Cloud service purchaser doesn't realize the system is ONLY a cloud service. Much like the commenters here, these bed owners are asking the same thing" why the fuck does a bed NEED to be connected to the internet?

I would have assumed it allows a direct connection between the controller and your phone. While I fucking hate the need for a wireless device to control my sleep Number (paid for a Bluetooth remote though), none of us can ignore the fact the gen pop loves having apps for the most basic of functions.

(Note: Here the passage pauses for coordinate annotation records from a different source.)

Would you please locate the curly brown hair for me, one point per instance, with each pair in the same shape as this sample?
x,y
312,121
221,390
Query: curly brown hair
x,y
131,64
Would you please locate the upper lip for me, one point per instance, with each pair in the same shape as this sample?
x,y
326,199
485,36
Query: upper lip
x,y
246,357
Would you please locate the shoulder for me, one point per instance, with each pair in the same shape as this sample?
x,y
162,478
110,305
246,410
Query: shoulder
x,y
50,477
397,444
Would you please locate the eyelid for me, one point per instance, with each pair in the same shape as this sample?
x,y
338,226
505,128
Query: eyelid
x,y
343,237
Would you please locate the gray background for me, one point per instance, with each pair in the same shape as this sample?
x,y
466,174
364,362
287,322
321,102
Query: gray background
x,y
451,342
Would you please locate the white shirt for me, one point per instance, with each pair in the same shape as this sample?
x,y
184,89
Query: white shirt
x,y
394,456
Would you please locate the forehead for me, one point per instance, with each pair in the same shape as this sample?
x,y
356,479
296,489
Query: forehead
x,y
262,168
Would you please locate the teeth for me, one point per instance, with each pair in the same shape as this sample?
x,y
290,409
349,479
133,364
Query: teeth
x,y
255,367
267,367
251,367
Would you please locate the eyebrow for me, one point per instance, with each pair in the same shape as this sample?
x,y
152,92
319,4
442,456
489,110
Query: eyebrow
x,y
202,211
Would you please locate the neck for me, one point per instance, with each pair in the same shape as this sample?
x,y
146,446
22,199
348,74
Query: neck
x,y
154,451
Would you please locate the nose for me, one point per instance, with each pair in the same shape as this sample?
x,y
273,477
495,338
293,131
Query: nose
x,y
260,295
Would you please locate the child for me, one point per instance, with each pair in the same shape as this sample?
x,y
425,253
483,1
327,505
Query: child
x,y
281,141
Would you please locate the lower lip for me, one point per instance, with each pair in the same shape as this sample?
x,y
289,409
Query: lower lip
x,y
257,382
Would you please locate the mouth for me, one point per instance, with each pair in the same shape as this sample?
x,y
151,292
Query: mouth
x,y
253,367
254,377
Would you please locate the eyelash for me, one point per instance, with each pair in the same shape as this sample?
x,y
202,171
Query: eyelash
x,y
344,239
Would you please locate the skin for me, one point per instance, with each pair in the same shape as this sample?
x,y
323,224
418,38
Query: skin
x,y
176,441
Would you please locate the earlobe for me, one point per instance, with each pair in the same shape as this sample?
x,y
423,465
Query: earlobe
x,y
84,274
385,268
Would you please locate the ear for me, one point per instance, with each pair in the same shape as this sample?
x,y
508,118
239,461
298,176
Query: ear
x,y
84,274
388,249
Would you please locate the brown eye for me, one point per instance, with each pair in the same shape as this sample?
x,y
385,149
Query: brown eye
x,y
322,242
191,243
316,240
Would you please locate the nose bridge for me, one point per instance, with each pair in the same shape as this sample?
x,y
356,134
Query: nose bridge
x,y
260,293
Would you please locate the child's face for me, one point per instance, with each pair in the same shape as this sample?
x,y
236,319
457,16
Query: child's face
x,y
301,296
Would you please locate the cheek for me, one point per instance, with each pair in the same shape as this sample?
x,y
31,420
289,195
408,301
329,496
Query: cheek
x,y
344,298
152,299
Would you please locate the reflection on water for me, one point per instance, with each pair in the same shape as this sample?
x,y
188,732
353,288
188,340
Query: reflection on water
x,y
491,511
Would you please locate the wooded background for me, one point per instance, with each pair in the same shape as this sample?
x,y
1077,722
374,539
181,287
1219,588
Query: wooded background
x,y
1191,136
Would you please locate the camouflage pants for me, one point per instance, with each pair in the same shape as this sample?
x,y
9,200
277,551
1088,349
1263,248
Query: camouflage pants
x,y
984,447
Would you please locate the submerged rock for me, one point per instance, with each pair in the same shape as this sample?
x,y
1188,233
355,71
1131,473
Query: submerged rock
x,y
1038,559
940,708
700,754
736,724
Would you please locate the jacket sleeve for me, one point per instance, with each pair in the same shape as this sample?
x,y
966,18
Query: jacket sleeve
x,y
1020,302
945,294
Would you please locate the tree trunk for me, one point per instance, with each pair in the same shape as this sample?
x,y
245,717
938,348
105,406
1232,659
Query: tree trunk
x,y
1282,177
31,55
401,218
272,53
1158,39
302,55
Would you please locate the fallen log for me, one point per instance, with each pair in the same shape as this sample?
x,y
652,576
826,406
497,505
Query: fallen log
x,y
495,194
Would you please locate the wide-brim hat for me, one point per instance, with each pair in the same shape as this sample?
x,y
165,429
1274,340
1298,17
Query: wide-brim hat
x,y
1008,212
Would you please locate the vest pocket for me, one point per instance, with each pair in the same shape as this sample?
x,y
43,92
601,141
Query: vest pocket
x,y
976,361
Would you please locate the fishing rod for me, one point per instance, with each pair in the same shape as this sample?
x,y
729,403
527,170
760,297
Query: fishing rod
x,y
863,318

[–] Passerby6497@lemmy.world 0 points 1 week ago (1 children)

these bed owners are asking the same thing" why the fuck does a bed NEED to be connected to the internet?

To harvest your data, obviously. Which is also why they don't allow local connectivity: you might stop them from being able to data mine you.

I would have assumed it allows a direct connection between the controller and your phone.

Lmao, good one.

Just about any Internet of Shit device I've ever worked on, 'cloud connected' means 'cloud first/only'. If your device says it uses the cloud and doesn't SPECIFICALLY say you have offline access, you don't.

This is why my smart shit is zigbee/zwave, you can't cut me off if you can't leave my network.

[–] XeroxCool@lemmy.world 0 points 1 week ago

Good for you, I'm glad you know so many things. Your knowledge is above average.

[–] Jhex@lemmy.world 1 points 1 week ago (1 children)

Idiots who pay $2700 for a "smart bed", deserve this level of service

[–] JoshuaFalken@lemmy.world -1 points 1 week ago

Most people don't even consider things like this. That's why companies keep getting away with it. It's not the customer's fault.

[–] sommerset@thelemmy.club 0 points 1 week ago (1 children)
[–] UnsavoryMollusk@lemmy.world 1 points 1 week ago

Replacing devops must be one of the stupidest decision I have seen in a longtime. Like do the llm conrect to an ssh instance when some random-ass deps act weird ? Just an example, but it baffles me.